The phenotypic switch of vascular smooth muscle cells (VSMCs), characterized by the tissue-specific expression of certain microRNAs (miRNAs), is a critical factor in the development of diabetic vascular diseases. Metformin, a widely prescribed anti-diabetic medication for type 2 diabetes treatment, activates the adenosine monophosphate-activated protein kinase (AMPK) pathway and exerts a protective effect on vascular endothelium. Although the regulatory effects of metformin on the switch of the vascular smooth muscle cell phenotype have been identified, the specific role of miRNAs in this process remains unclear. We identified a specific miR-1 in response to metformin treatment and determined its effects on both miR-1 and its targets. Subsequently, we investigated the influence of these factors on the metformin-induced phenotype switch in vascular smooth muscle cells, specifically focusing on proliferation and migration, as well as activation of the AMPK/Transforming Growth Factor (TGF-β) axis. This was achieved using various methodologies, including bioinformatics analysis, quantitative real-time polymerase chain reaction (qRT-PCR), Western blot analysis, wound scratch assays, and Cell Counting Kit-8 assays. Our findings showed that metformin upregulated miR-1, which directly targets cyclin D1 (CCND1) in VSMCs.
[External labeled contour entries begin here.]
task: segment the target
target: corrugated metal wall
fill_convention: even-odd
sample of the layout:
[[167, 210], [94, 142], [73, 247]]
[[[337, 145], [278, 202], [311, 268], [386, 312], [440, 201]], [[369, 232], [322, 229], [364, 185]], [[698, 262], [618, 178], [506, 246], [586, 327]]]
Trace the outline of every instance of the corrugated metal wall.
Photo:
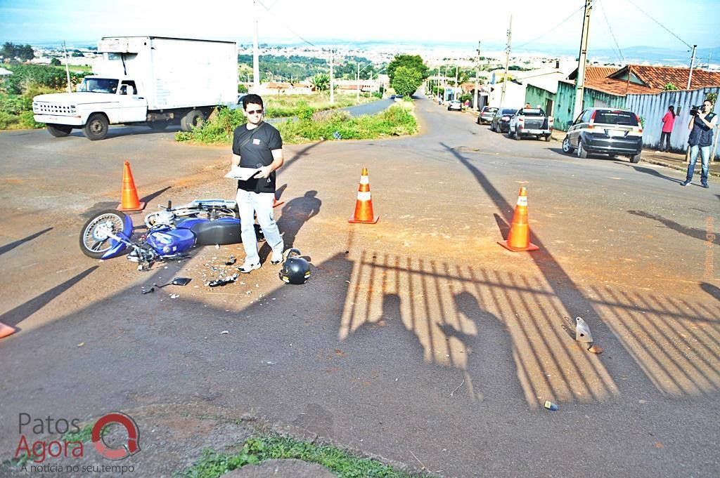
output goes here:
[[[679, 109], [680, 114], [675, 118], [672, 134], [670, 134], [670, 148], [675, 152], [685, 152], [688, 138], [690, 137], [688, 124], [690, 123], [690, 106], [701, 104], [708, 93], [720, 93], [720, 87], [663, 91], [655, 95], [628, 95], [625, 107], [644, 119], [642, 143], [645, 147], [653, 149], [660, 147], [660, 132], [662, 131], [660, 120], [667, 111], [667, 107], [675, 106], [676, 114]], [[720, 96], [720, 94], [718, 96]], [[715, 103], [714, 111], [716, 114], [720, 115], [720, 101]], [[716, 129], [714, 134], [718, 134], [718, 130]], [[716, 154], [718, 153], [720, 153], [720, 147]]]
[[[555, 129], [567, 131], [567, 125], [575, 118], [572, 111], [575, 104], [575, 86], [559, 81], [557, 94], [555, 95]], [[625, 108], [626, 97], [612, 95], [604, 91], [598, 91], [586, 88], [582, 93], [582, 107], [608, 106], [610, 108]]]
[[567, 131], [567, 124], [572, 122], [572, 105], [575, 103], [575, 86], [563, 81], [557, 82], [555, 93], [555, 129]]
[[[525, 90], [525, 102], [529, 103], [531, 106], [534, 106], [535, 105], [540, 105], [541, 108], [545, 108], [545, 105], [547, 104], [547, 100], [555, 101], [555, 93], [551, 93], [547, 90], [540, 88], [539, 86], [535, 86], [534, 85], [528, 85]], [[554, 109], [554, 108], [553, 108]], [[545, 111], [550, 116], [554, 116], [554, 111]]]

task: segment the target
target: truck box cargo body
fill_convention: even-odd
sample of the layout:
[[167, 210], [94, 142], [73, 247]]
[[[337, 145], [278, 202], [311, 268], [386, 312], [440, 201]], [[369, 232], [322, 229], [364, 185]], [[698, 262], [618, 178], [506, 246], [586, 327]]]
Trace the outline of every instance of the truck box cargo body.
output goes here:
[[212, 109], [235, 103], [237, 47], [232, 42], [160, 37], [104, 37], [102, 59], [78, 92], [33, 98], [35, 121], [53, 136], [83, 128], [102, 139], [108, 124], [145, 124], [189, 131]]

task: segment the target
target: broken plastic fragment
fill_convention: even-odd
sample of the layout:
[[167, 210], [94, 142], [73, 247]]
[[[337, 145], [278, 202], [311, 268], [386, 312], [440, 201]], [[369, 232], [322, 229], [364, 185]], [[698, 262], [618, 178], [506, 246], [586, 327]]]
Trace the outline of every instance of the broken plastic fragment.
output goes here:
[[554, 412], [557, 410], [557, 405], [551, 402], [550, 400], [545, 400], [545, 408], [549, 410], [551, 412]]

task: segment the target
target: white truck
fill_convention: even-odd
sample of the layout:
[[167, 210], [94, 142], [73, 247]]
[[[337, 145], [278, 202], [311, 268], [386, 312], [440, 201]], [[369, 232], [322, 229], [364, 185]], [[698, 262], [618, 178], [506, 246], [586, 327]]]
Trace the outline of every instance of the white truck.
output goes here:
[[233, 42], [106, 37], [102, 58], [75, 93], [32, 99], [36, 121], [50, 134], [67, 136], [82, 128], [88, 139], [102, 139], [109, 124], [146, 124], [184, 131], [202, 125], [212, 109], [238, 98], [238, 51]]

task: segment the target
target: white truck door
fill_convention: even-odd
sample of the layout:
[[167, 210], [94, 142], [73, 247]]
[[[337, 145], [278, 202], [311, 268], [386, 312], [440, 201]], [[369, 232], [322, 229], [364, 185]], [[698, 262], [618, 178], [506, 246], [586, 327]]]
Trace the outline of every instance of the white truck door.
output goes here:
[[117, 110], [118, 123], [135, 123], [148, 119], [148, 102], [138, 94], [134, 81], [123, 81], [117, 98], [120, 100]]

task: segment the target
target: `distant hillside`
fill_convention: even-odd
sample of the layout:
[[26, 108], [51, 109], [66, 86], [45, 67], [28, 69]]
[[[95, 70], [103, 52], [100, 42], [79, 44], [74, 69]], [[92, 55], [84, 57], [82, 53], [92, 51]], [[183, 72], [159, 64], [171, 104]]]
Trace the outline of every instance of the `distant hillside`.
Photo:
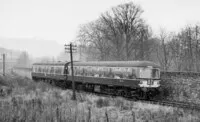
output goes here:
[[38, 38], [1, 38], [0, 47], [26, 51], [33, 57], [56, 57], [64, 50], [64, 45], [58, 44], [56, 41], [44, 40]]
Metformin was observed to enhance the expression of contractile phenotype proteins, including α-smooth muscle actin (α-SMA) and smooth muscle myosin heavy chain (SMMHC), while simultaneously reducing the expression of proliferative phenotype proteins such as CCND1 and proliferating cell nuclear antigen (PCNA). The inhibition of miR-1 was found to reverse the effects of metformin on the phenotypic switch of VSMCs. This occurs partly through the AMPK/TGF-β signaling pathway and inhibits the migration and proliferation of VSMCs.